MAPKKKs provide stimulus specificity in signal transduction cascades and must be maintained in inactive states under basal conditions (Craig et al., 2008; L’Allemain, 1994). Most MAPKKKs contain regulatory domains in addition to the kinase domain. A well-known
example is Raf MAPKKK (Chong et al., 2003), which is maintained in an inactive state by binding of an N-terminal regulatory region to its kinase domain (Pumiglia et al., 1995). Release of this autoinhibition involves several proteins that bind to various regions of Raf, culminating with kinase activation by homo- or heterodimerization with its activation partner KSR (Fantl et al., 1994; Freed et al., 1994; Xing et al., 1997). Similarly, the N terminus of MTK1/MEKK4 MAPKKK binds to and inhibits its kinase domain, Selleckchem LDN 193189 and stress signals activate GADD45 proteins that bind to the N terminus, causing dissociation of the kinase domain and activation of MTK1 through protein dimerization (Mita et al., 2002; Miyake et al., 2007; Takekawa and Saito, 1998). To our knowledge, there is no exact precedent among MAPKKKs for the mechanism of DLK-1 activation. Although many MAP kinases are RGFP966 in vivo known to self-activate through kinase dimerization (Mita et al., 2002; Miyake et al., 2007; Takekawa and Saito, 1998), DLK-1L/S heteromeric binding does not activate DLK-1L. Notably, presence of the C-terminal domain in the DLK-1L/S heteromeric state is not sufficient to trigger DLK-1L activation. We envision
one possible activation mode that may involve conformational changes of the homomeric kinase domain mediated by an intermolecular interaction between the kinase domain
and the C-terminal activation domain (Figure S6B).
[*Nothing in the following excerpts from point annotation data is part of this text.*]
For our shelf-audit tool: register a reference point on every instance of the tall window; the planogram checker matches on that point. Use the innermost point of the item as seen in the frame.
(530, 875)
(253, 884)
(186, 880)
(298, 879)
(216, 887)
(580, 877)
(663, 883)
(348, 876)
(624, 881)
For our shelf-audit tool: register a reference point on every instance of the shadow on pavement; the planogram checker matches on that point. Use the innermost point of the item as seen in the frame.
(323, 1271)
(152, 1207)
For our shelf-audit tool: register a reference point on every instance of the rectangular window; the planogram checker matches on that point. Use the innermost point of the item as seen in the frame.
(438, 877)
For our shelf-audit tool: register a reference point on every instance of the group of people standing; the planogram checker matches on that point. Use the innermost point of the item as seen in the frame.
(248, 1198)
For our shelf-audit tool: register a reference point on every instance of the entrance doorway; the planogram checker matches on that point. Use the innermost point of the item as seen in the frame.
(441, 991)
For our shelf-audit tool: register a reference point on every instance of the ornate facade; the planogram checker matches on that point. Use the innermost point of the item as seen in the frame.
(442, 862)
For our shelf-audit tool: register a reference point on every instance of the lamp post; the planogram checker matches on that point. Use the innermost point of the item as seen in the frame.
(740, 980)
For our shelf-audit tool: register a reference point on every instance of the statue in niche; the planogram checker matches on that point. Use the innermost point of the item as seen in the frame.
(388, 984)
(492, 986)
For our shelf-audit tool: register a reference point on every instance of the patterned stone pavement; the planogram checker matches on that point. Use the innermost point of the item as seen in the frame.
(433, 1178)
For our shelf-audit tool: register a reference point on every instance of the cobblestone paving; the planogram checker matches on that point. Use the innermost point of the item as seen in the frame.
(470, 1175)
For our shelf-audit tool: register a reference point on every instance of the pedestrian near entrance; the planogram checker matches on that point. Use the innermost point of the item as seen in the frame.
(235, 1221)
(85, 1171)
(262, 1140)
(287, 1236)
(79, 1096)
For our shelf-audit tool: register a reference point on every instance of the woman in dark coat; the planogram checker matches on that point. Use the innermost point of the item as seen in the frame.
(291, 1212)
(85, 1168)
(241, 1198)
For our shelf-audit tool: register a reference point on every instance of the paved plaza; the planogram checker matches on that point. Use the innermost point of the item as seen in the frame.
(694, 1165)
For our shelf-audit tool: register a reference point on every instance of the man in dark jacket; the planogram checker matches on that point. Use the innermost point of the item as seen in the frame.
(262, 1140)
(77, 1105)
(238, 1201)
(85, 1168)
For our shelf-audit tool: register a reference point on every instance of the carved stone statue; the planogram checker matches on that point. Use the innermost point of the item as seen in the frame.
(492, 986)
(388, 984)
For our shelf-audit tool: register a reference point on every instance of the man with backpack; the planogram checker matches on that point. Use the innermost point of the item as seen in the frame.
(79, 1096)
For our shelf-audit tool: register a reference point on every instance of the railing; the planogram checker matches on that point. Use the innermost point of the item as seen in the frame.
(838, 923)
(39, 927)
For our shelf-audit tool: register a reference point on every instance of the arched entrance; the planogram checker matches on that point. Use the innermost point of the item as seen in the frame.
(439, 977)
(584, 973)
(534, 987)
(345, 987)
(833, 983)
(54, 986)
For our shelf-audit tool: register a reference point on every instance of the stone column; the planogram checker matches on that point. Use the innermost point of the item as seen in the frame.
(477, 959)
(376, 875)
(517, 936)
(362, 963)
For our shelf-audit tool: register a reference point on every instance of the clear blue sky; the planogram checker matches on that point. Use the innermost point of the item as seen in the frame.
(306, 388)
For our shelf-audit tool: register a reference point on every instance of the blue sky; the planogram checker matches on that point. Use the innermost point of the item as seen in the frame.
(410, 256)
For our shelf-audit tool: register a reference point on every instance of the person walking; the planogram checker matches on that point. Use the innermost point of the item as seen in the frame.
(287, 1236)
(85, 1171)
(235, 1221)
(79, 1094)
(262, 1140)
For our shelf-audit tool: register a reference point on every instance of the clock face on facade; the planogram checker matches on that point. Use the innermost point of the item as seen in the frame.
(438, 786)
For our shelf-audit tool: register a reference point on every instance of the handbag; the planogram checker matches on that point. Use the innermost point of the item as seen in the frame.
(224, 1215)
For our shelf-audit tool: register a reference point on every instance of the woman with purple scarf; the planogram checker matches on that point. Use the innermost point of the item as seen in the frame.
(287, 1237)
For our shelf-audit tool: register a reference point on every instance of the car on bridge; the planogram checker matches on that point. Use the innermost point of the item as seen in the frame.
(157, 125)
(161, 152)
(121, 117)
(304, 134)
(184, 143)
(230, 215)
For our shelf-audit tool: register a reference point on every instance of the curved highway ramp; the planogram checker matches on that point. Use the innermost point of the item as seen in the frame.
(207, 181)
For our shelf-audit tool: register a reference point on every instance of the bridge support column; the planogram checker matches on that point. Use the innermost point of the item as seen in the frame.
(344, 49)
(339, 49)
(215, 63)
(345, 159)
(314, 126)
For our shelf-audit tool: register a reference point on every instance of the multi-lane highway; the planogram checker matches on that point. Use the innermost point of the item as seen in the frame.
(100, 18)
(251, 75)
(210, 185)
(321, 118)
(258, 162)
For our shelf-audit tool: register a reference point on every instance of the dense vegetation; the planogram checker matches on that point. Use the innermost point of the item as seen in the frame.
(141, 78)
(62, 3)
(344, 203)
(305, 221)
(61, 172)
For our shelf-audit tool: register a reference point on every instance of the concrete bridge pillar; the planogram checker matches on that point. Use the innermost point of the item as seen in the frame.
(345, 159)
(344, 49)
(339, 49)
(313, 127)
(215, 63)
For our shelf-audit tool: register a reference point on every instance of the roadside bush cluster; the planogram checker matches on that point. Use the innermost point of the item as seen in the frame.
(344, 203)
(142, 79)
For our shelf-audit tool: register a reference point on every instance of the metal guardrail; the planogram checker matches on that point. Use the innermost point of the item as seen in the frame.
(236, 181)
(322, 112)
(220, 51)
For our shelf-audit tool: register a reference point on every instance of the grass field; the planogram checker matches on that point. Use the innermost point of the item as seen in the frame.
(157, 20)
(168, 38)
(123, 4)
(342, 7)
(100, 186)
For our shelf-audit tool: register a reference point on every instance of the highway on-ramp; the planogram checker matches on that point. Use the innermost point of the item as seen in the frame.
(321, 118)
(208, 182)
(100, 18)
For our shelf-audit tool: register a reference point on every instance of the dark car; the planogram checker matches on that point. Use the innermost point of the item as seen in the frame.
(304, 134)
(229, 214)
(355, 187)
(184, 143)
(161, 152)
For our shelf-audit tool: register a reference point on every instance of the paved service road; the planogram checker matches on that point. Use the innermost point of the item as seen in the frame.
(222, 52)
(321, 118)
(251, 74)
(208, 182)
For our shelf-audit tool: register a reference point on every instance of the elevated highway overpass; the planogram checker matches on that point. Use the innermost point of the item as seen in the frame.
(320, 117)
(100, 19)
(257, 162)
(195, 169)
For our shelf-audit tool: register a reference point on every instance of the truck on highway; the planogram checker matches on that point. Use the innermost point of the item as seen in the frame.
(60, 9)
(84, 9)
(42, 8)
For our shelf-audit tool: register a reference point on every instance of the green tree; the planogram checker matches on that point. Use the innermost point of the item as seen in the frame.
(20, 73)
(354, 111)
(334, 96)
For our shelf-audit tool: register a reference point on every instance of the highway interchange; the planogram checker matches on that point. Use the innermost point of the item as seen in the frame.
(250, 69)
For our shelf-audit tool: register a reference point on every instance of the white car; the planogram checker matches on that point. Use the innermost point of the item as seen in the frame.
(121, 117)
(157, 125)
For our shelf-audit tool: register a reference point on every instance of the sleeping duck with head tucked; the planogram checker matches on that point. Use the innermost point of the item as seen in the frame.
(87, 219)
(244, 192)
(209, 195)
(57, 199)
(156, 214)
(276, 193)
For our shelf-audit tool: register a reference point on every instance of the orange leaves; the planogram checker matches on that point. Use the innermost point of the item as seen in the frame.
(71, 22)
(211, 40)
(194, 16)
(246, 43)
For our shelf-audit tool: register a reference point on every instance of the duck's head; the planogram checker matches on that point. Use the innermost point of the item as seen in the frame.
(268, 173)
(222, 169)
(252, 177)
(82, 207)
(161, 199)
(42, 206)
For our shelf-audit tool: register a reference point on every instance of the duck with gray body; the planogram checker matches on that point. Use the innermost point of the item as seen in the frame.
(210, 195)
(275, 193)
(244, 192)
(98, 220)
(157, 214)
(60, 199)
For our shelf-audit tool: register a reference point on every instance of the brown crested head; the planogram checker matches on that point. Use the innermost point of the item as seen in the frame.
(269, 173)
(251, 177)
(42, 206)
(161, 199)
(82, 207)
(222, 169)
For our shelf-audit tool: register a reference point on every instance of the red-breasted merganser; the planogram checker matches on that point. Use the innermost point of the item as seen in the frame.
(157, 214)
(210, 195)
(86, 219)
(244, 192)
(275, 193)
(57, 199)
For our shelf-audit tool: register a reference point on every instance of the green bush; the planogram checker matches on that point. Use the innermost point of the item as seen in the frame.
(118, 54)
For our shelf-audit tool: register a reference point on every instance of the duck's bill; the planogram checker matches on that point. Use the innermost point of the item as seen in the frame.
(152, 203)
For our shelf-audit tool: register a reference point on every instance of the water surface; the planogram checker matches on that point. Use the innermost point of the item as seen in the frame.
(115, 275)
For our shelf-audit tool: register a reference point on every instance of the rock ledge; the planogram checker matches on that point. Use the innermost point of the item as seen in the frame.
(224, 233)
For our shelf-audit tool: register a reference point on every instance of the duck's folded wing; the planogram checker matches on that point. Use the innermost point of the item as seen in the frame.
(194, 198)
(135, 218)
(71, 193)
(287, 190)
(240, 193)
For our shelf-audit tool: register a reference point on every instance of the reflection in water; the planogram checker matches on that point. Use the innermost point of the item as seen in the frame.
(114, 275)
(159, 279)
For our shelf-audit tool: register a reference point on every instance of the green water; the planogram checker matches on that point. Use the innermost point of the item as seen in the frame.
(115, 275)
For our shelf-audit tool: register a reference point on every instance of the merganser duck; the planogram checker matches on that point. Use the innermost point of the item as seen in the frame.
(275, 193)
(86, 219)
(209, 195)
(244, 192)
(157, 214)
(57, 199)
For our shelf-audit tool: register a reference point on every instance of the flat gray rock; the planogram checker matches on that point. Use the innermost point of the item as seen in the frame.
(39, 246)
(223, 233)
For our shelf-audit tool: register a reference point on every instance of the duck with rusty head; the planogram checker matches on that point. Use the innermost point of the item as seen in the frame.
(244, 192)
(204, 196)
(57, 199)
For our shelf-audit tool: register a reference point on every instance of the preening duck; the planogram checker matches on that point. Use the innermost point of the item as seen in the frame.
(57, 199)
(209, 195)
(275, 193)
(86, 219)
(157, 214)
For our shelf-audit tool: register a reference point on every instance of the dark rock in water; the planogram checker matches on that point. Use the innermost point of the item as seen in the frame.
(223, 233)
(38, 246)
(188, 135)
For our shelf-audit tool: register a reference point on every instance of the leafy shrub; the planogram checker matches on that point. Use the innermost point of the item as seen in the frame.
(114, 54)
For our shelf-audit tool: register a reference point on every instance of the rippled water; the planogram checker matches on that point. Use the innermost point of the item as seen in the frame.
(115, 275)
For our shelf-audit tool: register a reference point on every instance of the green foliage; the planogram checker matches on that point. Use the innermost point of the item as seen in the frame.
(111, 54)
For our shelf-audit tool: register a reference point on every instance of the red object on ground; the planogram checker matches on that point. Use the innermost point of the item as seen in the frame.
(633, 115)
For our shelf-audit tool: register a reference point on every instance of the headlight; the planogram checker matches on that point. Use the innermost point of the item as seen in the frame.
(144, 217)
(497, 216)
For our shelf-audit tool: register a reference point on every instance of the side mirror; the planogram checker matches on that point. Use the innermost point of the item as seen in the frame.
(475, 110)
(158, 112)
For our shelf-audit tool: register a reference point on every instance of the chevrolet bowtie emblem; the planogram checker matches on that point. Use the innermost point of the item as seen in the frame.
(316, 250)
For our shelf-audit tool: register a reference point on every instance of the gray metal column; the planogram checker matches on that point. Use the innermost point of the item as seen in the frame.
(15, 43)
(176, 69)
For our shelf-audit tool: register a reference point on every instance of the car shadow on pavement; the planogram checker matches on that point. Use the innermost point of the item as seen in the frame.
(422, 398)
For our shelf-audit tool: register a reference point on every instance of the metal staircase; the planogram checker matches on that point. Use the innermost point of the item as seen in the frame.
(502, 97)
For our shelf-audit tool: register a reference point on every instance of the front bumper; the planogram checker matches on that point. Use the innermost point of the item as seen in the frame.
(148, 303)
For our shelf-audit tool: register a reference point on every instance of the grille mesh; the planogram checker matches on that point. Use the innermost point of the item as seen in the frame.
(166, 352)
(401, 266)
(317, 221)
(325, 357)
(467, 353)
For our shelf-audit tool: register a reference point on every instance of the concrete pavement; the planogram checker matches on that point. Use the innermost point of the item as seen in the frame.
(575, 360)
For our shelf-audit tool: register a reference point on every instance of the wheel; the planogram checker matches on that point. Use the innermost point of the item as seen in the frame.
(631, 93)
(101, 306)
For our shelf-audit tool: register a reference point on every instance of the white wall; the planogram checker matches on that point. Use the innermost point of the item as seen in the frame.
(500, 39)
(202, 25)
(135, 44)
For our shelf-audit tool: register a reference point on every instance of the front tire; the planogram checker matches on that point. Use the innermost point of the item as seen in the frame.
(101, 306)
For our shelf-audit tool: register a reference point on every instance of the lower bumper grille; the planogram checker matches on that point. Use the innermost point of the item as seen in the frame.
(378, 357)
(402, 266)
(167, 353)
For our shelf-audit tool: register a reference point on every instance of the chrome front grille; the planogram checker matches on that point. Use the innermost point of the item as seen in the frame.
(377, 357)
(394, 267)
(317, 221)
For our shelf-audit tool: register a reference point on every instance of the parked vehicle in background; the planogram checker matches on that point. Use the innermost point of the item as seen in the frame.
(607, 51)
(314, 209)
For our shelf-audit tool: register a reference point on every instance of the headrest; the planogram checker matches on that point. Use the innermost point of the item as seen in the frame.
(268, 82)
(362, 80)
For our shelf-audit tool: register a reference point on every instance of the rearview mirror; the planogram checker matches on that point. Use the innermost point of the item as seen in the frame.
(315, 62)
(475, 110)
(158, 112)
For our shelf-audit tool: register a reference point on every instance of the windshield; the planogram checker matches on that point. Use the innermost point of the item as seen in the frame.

In neurons, regulation of kinase activity by Ca2+ is well known. However, most Ca2+-dependent kinases either bind Ca2+ directly or are regulated by Ca2+-binding proteins, as in the case of CamKII (Meador et al., 1993). Ca2+/calmodulin binding causes phosphorylation of the internal CamKII peptide and changes the holoenzyme conformation, leading out to kinase activation (Yang and Schulman, 1999; Chao et al., 2011). Although several DLK kinase-binding proteins have been reported (Fukuyama et al., 2000; Horiuchi et al., 2007; Ghosh et al., 2011; Whitmarsh et al., 1998), none have been associated with Ca2+. Our studies therefore provide new insights for a structural understanding of DLK kinases. The C. elegans and Drosophila DLK kinases are orthologous to two closely related vertebrate MAPKKKs, DLK/MUK/ZPK/MAP3K12 and LZK/MAP3K13 ( Holzman et al., 1994; Sakuma et al., 1997). MAP3K12 and MAP3K13 display >95% sequence identity in their kinase domain, but their C termini diverge significantly. It has been shown that the LZ domain of MAP3K13 can mediate dimerization but is not sufficient to activate MAP3K13 ( Ikeda et al., 2001). MAP3K12 and MAP3K13 are known to activate different downstream kinases in cultured cells ( Ikeda et al., 2001; Nihalani et al.